Ce qui s’est passé ces derniers jours constitue un risque supplémentaire d’instabilité et crée un dangereux précédent, a dit Xavier Bettel :
“C’est une situation terrible : d’un côté, on se réjouit que quelqu’un soit parti, mais de l’autre, la manière dont cela s’est passé est inacceptable. Vous ne pouvez pas simplement aller destituer un président. Il y a un droit international, qui n’est pas respecté. Et nous devons savoir, en tant que tout petit pays, que le droit international est en fait notre meilleure garantie face aux autres. D’un côté, honnêtement, on se réjouit d’être débarrassé de [Nicolas Maduro, président vénézuélien, ndlr], mais de l’autre, c’est une procédure qui risque d’être reprise par d’autres pays pour dire : quand on est grand, on peut faire ce qu’on a envie.”
Des mots clairs de la part du ministre des Affaires étrangères, que l’on aurait en fait souhaité entendre de la part du gouvernement. Les députés Sam Tanson (déi Gréng) et ensuite David Wagener (déi Lénk) :
“Ce n’est qu’après avoir été sollicité que Xavier Bettel a déclaré qu’il estimait qu’il s’agissait de violations du droit international en ce qui concerne l’usage de la force, et je regrette vivement que cela ne figure pas dans le communiqué du gouvernement.”

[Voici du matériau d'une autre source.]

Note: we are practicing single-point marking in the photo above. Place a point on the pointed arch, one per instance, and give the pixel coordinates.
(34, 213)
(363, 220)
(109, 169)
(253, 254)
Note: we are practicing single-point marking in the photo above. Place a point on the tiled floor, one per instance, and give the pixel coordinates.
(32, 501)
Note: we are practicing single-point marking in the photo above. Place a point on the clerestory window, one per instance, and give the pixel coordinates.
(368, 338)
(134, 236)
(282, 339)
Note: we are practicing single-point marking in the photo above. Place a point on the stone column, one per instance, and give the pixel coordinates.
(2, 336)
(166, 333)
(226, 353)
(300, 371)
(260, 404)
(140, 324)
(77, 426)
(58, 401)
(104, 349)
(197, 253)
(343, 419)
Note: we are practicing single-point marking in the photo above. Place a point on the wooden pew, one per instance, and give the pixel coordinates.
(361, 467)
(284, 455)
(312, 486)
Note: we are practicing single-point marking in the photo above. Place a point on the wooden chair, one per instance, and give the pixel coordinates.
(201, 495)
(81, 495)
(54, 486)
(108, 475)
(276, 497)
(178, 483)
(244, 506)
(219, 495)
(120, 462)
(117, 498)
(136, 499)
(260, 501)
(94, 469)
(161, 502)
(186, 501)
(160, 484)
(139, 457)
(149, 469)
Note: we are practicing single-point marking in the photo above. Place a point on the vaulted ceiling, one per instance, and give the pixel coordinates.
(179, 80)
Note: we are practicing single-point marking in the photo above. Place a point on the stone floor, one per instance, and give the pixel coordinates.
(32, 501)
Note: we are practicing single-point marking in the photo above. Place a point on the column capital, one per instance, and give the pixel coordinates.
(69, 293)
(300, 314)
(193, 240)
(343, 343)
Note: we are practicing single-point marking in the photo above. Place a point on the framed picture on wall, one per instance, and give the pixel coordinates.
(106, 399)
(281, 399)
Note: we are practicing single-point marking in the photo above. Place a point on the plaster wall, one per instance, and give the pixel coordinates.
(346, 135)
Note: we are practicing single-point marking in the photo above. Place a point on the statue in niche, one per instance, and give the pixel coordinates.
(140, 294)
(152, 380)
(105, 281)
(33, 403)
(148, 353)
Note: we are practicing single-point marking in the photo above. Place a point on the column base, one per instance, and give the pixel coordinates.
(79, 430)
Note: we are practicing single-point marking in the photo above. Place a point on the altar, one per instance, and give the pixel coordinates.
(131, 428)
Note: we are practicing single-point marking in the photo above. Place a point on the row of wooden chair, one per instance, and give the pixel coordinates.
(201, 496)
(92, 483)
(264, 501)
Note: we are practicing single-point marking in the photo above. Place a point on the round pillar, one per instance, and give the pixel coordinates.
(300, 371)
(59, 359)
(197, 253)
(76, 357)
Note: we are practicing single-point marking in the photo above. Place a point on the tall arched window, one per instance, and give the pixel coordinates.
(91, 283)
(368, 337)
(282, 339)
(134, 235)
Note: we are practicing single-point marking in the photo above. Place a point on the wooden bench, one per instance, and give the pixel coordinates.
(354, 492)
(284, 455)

“Nous avons aussi été un peu déçus par la position du gouvernement luxembourgeois […] pour dire que ce que le gouvernement américain a fait, il n’y a pas grand-chose à discuter à ce sujet : c’est illégal. C’est l’enlèvement d’un chef d’État. Et c’est l’attaque contre la capitale du Venezuela. […] Le Danemark est peut-être aussi le prochain sur la liste. […] Nous parlons du Groenland, mais nous pourrions aussi parler d’autres endroits dans le monde.”
La politique étrangère luxembourgeoise se dissimule effectivement à nouveau derrière l’Union européenne, mais l’UE elle-même doit aussi rapidement se ressaisir, a critiqué Yves Cruchten, élu LSAP :
“L’Union européenne doit bientôt prendre conscience que si elle ne défend pas ses valeurs, ses principes et ne s’engage pas pour eux dans le monde, ils seront les prochains à y passer. Et honnêtement, cela m’inquiète énormément. Nous avons déjà entendu hier que le président américain garde toujours un œil sur le Groenland. Et ce sera le prochain sujet dont nous aurons à nous occuper. Et là, nous devrons aussi, en tant qu’Européens, avoir le courage de défendre quelque chose. Et ce ne sera pas suffisant avec des positions aussi floues.”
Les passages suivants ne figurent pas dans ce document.